The decrease is primarily attributed to deliberate price reductions of EVs aimed at stimulating sales, which, although successful in boosting sales volumes, also eroded the company’s profit margins. Additionally, elevated operating expenses, driven by projects such as the Cybertruck, advancements in artificial intelligence, and various other research and development initiatives, further contributed to the decline in net income.

However, the company posted a 9% YoY growth in revenue at $23.4 billion for the July-September quarter. Tesla attributed it to increased vehicle deliveries and other business parts, including energy storage.

Tesla’s adjusted Earnings Before Interest, Tax, Depreciation, and Amortization (EBITDA) fell by 24% YoY to $3.7 billion in the third quarter.

Electric Vehicles

Revenue from the automobile segment saw an increase of 5% YoY to $19.6 billion.

The cumulative vehicle production increased by 18% YoY to 430,488 in Q3 2023, while it decreased quarter over quarter from 479,700 vehicles.

The vehicle deliveries for the April-June quarter increased by 27% YoY to 435,059.

During the quarter, Tesla temporarily halted several production lines at multiple factories for necessary upgrades, resulting in a sequential reduction in production volumes. According to the company, these efforts to optimize delivery rates improved progressively throughout the quarter, with September representing approximately 40% of total Q3 deliveries.

At its Texas gigafactory, the company initiated pilot production of the Cybertruck and is proceeding as scheduled for its first deliveries later this year. The production rate for the Model Y in Texas is anticipated to gradually increase from its existing level as they methodically scale up additional supply chain requirements cost-effectively.

The company said that Model Y remained the best-selling vehicle in Europe year-to-date. Similar to Texas, further production ramp of Model Y will be gradual at the Berlin-Brandenburg facility.

Energy Storage

Energy storage deployments increased by 90% YoY in Q3 to 4 GWh, Tesla’s highest quarterly deployment ever. Continued growth in deployments was driven by the ongoing ramp of the Megafactory in Lathrop toward full capacity of 40 GWh with the phase two expansion. Production rate improved further quarter over quarter in Q3.

Tesla accumulated $1.5 billion of the total revenue from the energy generation and storage business during Q3, up 40% YoY.

“Regarding energy storage, we deployed 4 GWh of energy of storage products in Q3. And as this business grows, the energy division is becoming our highest-margin business.
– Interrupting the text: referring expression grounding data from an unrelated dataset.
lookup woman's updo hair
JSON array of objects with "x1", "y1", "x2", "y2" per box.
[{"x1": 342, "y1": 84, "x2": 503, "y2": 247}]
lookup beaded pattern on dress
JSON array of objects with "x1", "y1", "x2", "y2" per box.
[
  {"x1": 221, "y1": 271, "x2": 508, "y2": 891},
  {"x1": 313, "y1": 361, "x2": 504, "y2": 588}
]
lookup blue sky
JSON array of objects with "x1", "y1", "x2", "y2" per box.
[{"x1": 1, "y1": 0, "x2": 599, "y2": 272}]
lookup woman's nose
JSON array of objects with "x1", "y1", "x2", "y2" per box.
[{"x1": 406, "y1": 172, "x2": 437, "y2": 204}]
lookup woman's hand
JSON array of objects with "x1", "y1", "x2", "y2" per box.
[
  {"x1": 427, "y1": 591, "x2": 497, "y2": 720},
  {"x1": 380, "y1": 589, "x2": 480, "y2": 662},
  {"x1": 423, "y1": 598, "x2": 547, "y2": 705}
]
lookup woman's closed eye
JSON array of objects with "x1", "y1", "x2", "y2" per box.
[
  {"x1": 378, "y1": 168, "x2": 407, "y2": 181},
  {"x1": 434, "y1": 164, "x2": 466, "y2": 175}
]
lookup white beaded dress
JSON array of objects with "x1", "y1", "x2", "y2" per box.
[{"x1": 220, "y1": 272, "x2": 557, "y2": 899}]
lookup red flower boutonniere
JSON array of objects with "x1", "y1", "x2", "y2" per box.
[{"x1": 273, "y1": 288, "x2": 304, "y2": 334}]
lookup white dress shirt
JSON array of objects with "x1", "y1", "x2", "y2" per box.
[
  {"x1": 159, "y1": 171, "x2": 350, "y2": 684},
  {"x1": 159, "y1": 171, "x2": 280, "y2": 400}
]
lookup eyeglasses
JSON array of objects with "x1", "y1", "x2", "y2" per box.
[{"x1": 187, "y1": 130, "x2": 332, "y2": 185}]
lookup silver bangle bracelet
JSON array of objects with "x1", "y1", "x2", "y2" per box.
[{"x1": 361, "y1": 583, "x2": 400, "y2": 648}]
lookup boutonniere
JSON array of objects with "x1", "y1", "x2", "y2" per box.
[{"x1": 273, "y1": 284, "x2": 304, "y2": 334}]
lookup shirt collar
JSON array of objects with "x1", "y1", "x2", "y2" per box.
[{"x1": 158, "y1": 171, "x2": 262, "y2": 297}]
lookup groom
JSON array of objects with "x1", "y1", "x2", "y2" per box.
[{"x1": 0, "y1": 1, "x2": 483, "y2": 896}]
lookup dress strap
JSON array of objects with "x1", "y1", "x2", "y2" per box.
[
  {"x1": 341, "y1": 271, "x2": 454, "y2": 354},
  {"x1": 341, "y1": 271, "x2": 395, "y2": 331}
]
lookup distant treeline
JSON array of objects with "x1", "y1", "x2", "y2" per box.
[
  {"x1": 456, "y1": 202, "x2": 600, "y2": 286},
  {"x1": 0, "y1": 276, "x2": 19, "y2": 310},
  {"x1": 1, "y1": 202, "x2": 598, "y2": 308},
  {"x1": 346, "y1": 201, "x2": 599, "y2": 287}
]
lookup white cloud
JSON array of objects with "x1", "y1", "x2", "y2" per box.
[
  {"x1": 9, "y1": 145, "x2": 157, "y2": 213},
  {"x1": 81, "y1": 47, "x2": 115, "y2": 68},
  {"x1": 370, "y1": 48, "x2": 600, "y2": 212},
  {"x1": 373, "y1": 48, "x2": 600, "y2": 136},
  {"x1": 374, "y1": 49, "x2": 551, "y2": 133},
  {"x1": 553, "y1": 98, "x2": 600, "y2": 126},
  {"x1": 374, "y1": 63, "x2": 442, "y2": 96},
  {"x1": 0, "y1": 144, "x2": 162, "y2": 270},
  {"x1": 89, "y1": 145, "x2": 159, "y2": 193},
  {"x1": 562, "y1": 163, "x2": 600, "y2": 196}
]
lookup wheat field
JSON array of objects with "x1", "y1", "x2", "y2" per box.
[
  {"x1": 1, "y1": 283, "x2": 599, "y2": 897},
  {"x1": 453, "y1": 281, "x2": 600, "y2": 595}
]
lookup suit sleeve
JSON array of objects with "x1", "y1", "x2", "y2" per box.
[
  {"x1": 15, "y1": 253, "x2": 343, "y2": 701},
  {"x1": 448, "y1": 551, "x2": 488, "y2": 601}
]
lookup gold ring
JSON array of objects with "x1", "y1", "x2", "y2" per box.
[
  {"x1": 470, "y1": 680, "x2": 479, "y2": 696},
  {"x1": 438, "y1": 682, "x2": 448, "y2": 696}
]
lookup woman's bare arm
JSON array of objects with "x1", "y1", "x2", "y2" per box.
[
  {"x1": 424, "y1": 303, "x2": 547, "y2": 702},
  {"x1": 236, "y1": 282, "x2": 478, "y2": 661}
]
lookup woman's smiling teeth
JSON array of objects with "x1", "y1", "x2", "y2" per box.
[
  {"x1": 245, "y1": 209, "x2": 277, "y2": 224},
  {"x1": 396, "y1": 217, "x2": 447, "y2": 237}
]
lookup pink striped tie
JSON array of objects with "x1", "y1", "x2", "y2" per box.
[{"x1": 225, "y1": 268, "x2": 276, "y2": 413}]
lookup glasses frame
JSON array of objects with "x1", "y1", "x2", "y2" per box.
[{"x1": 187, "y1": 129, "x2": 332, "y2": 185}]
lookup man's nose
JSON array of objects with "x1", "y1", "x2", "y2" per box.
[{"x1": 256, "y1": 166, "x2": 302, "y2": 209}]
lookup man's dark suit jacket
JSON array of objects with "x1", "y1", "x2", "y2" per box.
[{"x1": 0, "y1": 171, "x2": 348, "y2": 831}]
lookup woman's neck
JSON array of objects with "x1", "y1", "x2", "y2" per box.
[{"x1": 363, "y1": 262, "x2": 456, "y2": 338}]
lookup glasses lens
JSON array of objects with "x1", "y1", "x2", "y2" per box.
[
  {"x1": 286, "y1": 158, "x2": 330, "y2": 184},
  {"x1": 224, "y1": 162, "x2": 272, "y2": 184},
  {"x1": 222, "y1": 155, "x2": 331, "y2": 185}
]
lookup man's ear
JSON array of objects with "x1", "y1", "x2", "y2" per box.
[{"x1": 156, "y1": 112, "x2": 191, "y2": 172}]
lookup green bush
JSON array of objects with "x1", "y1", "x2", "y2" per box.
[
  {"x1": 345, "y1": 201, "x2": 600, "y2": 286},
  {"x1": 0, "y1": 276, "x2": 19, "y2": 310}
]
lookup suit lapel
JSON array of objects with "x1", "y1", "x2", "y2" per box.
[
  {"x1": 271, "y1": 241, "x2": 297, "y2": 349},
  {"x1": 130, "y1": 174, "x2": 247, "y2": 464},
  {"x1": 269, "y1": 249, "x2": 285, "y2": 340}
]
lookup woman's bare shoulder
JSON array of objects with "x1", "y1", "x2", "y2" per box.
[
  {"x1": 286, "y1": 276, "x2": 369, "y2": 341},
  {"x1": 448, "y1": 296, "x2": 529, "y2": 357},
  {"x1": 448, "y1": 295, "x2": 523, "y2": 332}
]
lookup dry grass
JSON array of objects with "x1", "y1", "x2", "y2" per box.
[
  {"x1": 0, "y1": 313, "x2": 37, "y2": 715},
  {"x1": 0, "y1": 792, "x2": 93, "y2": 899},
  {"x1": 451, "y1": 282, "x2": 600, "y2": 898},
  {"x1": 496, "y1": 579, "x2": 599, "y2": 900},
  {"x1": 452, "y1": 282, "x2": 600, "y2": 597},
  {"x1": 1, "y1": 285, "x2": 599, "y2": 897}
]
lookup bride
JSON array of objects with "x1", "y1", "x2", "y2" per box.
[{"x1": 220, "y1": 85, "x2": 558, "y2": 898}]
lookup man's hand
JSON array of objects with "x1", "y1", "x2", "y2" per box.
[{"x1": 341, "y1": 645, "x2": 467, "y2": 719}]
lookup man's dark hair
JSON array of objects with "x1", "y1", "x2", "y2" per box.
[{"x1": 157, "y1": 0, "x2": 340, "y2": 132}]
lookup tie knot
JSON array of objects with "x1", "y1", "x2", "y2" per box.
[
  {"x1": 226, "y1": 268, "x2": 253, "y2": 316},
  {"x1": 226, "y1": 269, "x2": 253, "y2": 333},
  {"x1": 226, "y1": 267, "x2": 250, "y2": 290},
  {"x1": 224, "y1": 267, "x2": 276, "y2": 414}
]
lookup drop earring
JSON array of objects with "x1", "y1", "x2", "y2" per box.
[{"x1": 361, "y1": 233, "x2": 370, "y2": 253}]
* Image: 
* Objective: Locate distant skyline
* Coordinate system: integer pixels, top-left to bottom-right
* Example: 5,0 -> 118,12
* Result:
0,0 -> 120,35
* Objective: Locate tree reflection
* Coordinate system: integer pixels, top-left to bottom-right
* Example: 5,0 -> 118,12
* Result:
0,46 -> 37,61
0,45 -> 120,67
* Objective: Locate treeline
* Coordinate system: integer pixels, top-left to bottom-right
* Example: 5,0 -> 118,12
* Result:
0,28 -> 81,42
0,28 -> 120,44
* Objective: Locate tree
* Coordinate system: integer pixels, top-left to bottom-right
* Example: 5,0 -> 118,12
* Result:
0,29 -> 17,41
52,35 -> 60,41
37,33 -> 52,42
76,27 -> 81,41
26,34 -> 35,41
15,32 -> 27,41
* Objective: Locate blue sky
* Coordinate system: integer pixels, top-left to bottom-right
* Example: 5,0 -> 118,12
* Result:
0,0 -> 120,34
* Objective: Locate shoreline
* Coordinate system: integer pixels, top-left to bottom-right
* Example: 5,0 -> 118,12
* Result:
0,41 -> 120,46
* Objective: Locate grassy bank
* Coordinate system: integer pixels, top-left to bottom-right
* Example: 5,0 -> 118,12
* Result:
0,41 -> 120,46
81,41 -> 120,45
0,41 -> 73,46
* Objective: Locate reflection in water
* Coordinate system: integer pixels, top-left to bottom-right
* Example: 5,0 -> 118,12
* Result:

Energy and service now contribute over $500 million to quarterly profit,” said Elon Musk, CEO of Tesla, during the earnings call.

In May this year, the company started the construction of its 50 GWh in-house lithium refinery in the greater Corpus Christi region of Texas, representing an investment of over $1 billion.

Solar

Solar deployments by Tesla declined by 48% YoY to 49 MW during the third quarter. Sustained high interest rates and the end of net metering in California have created downward pressure on solar demand.

The company reported a net income of $2.7 billion in Q2 2023, a 20% YoY increase due to increased vehicle deliveries and other business parts, including energy storage and solar project deployments.